У двери теплушки, с расстегнутым воротом потертой солдатской гимнастерки, прямо на полу сидел Алексей Булат. Под стук колес нескончаемо повторялось в уме: «На Южный фронт, на Южный фронт, на Южный фронт».
А из вагона, сквозь его широко раскрытые двери, неслась наружу бодрая песнь:
В теплушке одна мелодия сменялась другой, но снова и снова молодежь возвращалась к любимым «Кузнецам». С этой же песней, направляясь к вокзалу, шли добровольцы-коммунары и по улицам насторожившегося Киева.
В дробном и монотонном перестукивании колес — «та-та-та-та-та» — повторялось: «На Южный фронт, на Южный фронт».
Под колесами дребезжали настилы моста. Из воды, заменяя взорванные быки-устои, торчали темные срубы шпал. В огромных пожарных бочках кисла зелено-желтая жидкость. Внизу, на пойме, изгибами от реки к полотну, вились окопы.
По мосту неразлучной парой ходили взад и вперед: один в красноармейской форме, другой в кепке и пиджачке.
Из окна теплушки, чуть не выпадая наружу, высунулся Петр Дындик. Во весь голос он приветствовал часовых:
— Э, касатики, привет от киевского суховодного флота-эскадры!
Ловко соскользнув с нар, Дындик очутился на полу теплушки. Заколыхались широкие клеши моряка.
— Люблю верхние полочки, — пройдясь рукой по своему русому ежику, продолжал он и покосился в тот угол вагона, где сидела Маруся Коваль. — Оттудова все как на ладошке.
Колеса по-прежнему отбивали «та-та-та-та, та-та-та-та»…
— Я и кажу — мы хоть и ликвидировали бунт, но все же получилась большая волынка, — говорил своему соседу, щупленькому Леве Иткинсу, бывшему канительщику — погонных дел мастеру с Подола, усатый арсеналец Твердохлеб. — Пошли в наступление — над одной частью двадцать начальников.
— Это неплохо, — шутливо заметил Булат. — Из двадцати всегда один подходящий найдется…
Речь шла о бунте одного из расположенных в Киеве запасных полков.
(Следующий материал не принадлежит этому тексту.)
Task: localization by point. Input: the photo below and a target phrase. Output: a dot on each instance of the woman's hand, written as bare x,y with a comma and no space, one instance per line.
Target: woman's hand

Петлюровские агитаторы и люди атамана Зеленого проникли в казармы. Пользуясь продовольственными затруднениями гарнизона, они толкнули часть полка на восстание.
— Когда отряд коммунистов из депо нажал на сволочей, — вспоминал Дындик, — они драпанули на нашу арсенальскую заставу. Смотрю, один так стороной — и в калитку. Я за ним. Он вперед. Я сзади, как бы в кильватерной колонне. Он к забору, а я его за ботинок-штиблет. Говорю: «Легче, касатик-барин, можете ручки обцарапать». Слезает. Смотрю, офицер, натуральная контра.
— А дальше шо? — спросил Твердохлеб, любуясь могучей грудью моряка, обтянутой полосатой тельняшкой.
— Дальше повел его в штаб, а он, протоплазма, по дороге об кольтовскую пулю зацепился.
Еще раз бросив взгляд в сторону Маруси Коваль, Дындик хлопнул рукой по лакированной кобуре, из которой выпирал тяжелый морской кольт.
— Может, и лучше, что возник бунт, — устремив прощальный взгляд на затянутую голубой дымкой величественную панораму вечернего Киева, сказал Алексей.